Peixe budião-azul, predador de algas que sufocam corais, corre risco de extinção. Sem ele, especialistas alertam para “desertificação marinha”.
Um deserto marinho. Esse pode ser o futuro dos recifes de corais no Brasil se os ecossistemas não forem preservados. O alerta é feito por especialistas que veem na pesca predatória do budião-azul e na poluição os principais desafios a serem enfrentados para manter boas condições de vida no mar.

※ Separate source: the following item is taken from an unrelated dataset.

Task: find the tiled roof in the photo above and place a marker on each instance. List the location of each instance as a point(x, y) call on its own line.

Abaixo da superfície da água existe muito mais vida do que se pensa, conforme explica a geóloga marinha Zelinda Leão. “Recifes de corais são os maiores ecossistemas e as áreas de maior biodiversidade nos mares. Pode-se comparar à Mata Atlântica”, afirma.
Apesar de ser um ambiente tão rico de formas de vida diferentes e essencial para a sobrevivência de comunidades de pescadores, os recifes estão sob séria ameaça. “Eles ficam muito perto da costa e estão em risco por causa principalmente da poluição e do turismo desordenado”, aponta. Segundo a pesquisadora, monitoramentos anuais são realizados desde 2000 na costa da Bahia e mostram que em alguns locais houve desaparecimento de espécies. No entanto, a diversidade e o percentual de corais vivos não tiveram grande alteração negativa.
Neste caso, até um fenômeno natural atrapalha. Em 2003 houve mortalidade de corais no Brasil devido ao aumento da temperatura da água causado pelo el niño no Atlântico. “Felizmente eles se recuperaram. Outros recifes ameaçados, em Pernambuco, Paraíba e Alagoas também vêm resistindo”, completa Zelinda.
Mas além da poluição, existe ainda outro problema grave que afeta de maneira significativa a vida dos corais, a pesca predatória do peixe budião-azul. A bióloga Marília Previero, explica a relação: “Ele é um peixe importante porque se alimenta de algas que crescem nos corais. Sem o budião-azul, elas crescem muito, sufocam e matam o coral.”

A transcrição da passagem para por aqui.